Course 3 Week 2 Miss match data

In addressing data mismatch, we were talking about synthesizing data of 10000 hours of normal voice + 1 hour of car voice
So if it means we only get 1 hour of data with in car voice and remaining is just normal voice, so that’s the NN get overfitted ?? or it is something else.
Sir aslo said we repeat the car noise 1000 times so it will be 10000 hours of car noise,
so at final we get a in car noice of 10000 hours , so how it will overfit if all the data is similar ??

Hello @Termu,

Let’s take a look again at what Andrew had said:

one thing you could try is take this one hour of car noise and repeat it 10,000 times in order to add to this 10,000 hours of data recorded against a quiet background. If you do that, the audio will sound perfectly fine to the human ear, but there is a chance, there is a risk that your learning algorithm will over fit to the one hour of car noise.

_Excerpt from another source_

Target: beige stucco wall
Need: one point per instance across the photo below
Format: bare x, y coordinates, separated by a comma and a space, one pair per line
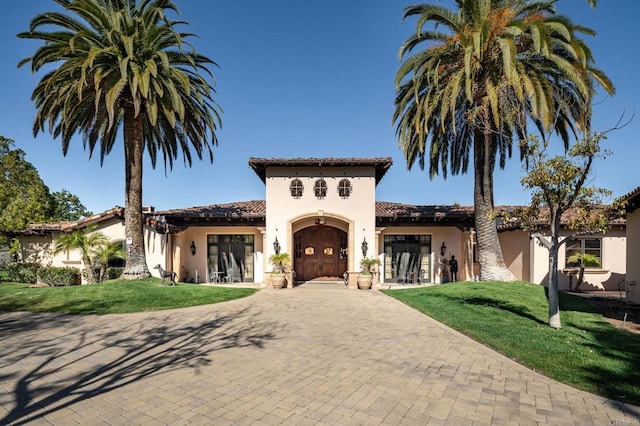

He said “there is a chance, there is a risk” that it can overfit. Therefore, using only 1 hour of car noise isn’t a sufficient condition for overfitting, but it may or may not happen. Andrew further explained why it may happen with the following illustration:


I think he meant that the 1 hour of car noise we collected might turn out to be not representative at all. For example, if person A collected one hour of car noise when they drove alone, then that hour of car noise CANNOT represent car noise when there are passengers like a family of 2 kids.

If we had used person A’s one-hour car noise, then our model is vulnerable to overfit itself to the kind of noise that person A had collected, and failed to recognize when noises by a family is present.


Thank you for the response, I also had the same intuition.